Parish in East Sussex, England

The civil parish of Chalvington with Ripe, in the Wealden District of East Sussex, England, is made up of the two villages, Chalvington and Ripe. They are located in the upper Rivers Cuckmere and Ouse joint valley north of the South Downs, between the A27 and the A22 roads, and some 15 mi northwest of Eastbourne.

Ripe is the larger of the two ecclesiastical parishes with 1120 acre, compared to the 729 acre of Chalvington. The civil parish was formed on 1 April 1999 from "Chalvington" and "Ripe" parishes.

==History of the villages==
The Romans built a road through the two villages, and remains of the layout can still be seen.

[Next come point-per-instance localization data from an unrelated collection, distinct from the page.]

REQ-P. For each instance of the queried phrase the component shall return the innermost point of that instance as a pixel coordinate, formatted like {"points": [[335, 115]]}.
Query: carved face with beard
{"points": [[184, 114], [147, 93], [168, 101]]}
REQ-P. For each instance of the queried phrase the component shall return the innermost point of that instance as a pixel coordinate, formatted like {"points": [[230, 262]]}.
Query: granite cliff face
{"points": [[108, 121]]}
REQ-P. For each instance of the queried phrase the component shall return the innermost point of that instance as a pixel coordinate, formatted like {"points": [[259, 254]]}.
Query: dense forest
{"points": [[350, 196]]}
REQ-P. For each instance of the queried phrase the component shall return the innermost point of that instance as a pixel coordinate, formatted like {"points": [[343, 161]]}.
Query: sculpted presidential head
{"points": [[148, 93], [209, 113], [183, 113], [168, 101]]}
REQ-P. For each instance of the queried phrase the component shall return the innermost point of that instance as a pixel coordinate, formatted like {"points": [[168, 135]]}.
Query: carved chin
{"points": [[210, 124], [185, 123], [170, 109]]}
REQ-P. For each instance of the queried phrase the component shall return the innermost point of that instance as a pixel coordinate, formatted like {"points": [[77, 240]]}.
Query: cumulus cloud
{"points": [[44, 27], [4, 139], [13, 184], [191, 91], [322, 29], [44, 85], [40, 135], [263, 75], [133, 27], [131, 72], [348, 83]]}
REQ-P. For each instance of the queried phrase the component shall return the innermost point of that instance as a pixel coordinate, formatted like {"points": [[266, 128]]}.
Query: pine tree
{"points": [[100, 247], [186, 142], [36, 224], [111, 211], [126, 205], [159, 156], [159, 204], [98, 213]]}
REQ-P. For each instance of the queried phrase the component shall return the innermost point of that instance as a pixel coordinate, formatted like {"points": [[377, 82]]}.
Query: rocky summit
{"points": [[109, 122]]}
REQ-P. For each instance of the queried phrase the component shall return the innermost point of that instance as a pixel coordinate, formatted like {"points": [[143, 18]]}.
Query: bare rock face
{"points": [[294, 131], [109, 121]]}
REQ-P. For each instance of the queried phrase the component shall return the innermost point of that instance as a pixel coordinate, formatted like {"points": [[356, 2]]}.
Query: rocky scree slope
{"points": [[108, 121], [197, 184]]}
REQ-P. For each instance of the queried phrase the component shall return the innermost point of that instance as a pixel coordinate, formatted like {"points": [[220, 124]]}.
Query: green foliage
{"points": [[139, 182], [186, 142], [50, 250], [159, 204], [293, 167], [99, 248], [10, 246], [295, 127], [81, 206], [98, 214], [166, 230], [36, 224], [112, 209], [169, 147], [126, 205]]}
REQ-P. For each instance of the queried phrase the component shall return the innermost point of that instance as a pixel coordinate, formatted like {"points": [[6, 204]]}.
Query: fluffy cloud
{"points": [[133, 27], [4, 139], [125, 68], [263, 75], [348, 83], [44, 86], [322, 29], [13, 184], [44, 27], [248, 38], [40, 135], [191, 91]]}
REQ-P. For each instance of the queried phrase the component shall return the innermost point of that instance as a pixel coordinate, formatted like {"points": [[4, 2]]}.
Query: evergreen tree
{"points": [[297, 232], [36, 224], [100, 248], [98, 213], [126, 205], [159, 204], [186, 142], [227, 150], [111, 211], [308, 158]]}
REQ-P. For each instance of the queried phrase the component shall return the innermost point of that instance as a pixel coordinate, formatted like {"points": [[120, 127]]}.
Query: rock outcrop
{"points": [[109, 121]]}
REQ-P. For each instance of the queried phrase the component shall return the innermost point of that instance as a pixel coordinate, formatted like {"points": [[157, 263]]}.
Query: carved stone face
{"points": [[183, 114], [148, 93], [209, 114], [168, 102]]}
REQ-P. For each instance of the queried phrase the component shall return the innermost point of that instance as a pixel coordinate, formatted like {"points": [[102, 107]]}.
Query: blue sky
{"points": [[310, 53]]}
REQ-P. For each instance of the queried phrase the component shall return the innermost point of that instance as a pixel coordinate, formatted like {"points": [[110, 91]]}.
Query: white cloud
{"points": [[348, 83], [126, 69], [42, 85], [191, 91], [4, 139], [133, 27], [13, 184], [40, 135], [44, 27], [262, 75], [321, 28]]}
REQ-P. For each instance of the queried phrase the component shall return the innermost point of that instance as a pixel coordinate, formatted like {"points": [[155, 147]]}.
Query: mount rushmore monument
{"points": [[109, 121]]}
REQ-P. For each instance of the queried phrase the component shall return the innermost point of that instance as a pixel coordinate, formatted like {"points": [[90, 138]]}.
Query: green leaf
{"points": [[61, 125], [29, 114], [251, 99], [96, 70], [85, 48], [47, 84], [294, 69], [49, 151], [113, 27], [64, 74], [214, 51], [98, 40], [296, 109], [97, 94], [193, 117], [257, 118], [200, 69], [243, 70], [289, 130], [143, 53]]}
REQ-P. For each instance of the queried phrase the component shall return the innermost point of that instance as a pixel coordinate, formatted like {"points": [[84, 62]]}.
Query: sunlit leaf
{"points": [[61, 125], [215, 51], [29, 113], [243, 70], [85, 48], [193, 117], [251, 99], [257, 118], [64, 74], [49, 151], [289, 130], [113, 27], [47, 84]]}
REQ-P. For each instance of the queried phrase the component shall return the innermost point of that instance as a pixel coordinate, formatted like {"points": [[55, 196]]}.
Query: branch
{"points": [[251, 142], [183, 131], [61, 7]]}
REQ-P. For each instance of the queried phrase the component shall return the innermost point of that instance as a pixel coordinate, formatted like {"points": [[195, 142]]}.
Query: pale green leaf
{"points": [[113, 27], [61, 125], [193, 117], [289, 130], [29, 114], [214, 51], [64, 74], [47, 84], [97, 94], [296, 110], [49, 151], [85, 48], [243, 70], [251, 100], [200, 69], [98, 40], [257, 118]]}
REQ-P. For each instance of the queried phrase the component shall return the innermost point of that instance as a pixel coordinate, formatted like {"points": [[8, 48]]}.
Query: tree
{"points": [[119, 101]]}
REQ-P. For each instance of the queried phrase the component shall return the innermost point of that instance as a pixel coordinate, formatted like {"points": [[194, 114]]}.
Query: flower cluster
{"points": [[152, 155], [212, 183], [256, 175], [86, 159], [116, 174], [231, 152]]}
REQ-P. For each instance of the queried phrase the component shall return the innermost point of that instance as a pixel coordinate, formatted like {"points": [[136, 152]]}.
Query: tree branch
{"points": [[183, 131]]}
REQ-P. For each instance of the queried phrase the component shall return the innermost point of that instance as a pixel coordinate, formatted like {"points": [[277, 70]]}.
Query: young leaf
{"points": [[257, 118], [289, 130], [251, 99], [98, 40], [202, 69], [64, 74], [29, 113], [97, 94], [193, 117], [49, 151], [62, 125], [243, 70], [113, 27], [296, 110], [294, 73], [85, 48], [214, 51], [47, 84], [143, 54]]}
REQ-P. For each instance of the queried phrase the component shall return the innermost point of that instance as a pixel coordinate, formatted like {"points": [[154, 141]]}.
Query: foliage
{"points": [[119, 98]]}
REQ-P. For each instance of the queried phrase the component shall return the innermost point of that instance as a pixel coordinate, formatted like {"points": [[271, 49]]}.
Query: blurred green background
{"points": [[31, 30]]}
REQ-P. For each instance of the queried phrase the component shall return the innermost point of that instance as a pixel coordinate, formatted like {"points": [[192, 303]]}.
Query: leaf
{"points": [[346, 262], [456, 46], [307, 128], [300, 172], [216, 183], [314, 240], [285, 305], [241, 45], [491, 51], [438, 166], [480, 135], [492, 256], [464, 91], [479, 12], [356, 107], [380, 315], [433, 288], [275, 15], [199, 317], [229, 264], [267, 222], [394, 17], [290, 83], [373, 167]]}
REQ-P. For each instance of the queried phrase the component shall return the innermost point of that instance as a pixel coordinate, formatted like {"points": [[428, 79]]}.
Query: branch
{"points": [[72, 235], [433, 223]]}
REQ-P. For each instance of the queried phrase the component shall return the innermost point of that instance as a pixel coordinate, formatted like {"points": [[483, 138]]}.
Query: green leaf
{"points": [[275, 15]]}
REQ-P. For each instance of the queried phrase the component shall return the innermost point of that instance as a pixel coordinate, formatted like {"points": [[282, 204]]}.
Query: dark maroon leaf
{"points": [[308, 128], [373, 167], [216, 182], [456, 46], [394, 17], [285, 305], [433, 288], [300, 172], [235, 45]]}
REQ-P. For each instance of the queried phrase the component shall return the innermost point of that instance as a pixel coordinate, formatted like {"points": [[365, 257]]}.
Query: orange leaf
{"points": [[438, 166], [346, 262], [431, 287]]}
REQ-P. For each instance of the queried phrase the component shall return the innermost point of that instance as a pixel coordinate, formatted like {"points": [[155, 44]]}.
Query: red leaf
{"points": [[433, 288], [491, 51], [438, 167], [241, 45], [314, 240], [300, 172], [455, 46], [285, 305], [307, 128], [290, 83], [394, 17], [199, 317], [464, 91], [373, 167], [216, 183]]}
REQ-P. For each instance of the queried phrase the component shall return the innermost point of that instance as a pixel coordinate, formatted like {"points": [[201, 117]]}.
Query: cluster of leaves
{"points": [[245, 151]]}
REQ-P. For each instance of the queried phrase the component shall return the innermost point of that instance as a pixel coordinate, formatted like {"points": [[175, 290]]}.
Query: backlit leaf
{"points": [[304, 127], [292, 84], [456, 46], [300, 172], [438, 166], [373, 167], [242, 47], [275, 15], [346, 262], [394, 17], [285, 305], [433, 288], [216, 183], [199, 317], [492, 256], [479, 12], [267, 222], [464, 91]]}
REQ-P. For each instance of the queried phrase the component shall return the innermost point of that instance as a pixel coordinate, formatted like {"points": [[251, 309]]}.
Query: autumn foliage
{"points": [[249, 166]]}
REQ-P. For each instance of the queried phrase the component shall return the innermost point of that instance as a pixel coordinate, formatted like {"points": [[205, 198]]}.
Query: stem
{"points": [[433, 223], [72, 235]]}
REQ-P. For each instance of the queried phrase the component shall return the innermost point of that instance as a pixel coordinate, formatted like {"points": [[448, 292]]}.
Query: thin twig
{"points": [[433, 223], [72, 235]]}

In medieval times the area had a profitable wool trade.

==The villages==
===Chalvington===
The village of Chalvington (Charnton in the traditional Sussex dialect) is named Calvintone or Caveltone in the Domesday Book of 1086. It is located in the area between the A27 and the A22 roads, some 15 mi north-west of Eastbourne. The name Chalvington is first attested as Caveltone and Calvintone in Domesday Book; it is Old English in origin, and means Cealfa's farm. Many local names derive from the Anglo-Saxon occupation of the area.

There is one public house in the village, the Yew Tree Inn. The parish church is dedicated to St Bartholomew.

===Ripe===
Ripe is a village within the Wealden District of East Sussex, England. It is located 8 mi east of Lewes in the valley north of the South Downs. The two villages are adjacent to one another, Ripe ecclesiastical parish being the larger of the two in area. There is limited public transport to the village.

The village, in a mainly rural area, is mentioned in the Domesday Book and has had a number of names, including Alchitone, Achiltone, Achintone, Echentone and Eckington. The 13th-century parish church is dedicated to St John the Baptist. There is limited public transport to the village.

At the end of the Anglo-Saxon period it was owned by Earl Harold Godwinson, who become King Harold II and was killed at the Battle of Hastings in 1066. The Domesday Book mentions 'Rype' and 'Echentone' which were owned by Richer de Aquila (L'Aigle), and the church is also mentioned in Pope Nicholas IV's Taxatio Ecclesiastica of 1291, an ecclesiastical tax assessment survey.

The novelist Malcolm Lowry, best known for Under the Volcano, died at age 47 in a boarding house in Ripe on 27 June 1957. Lowry is buried in the village churchyard. Ripe was also the retirement home of the tattooed performer Horace Ridler (the Great Omi) who died there in 1969.

There was one public house, now closed.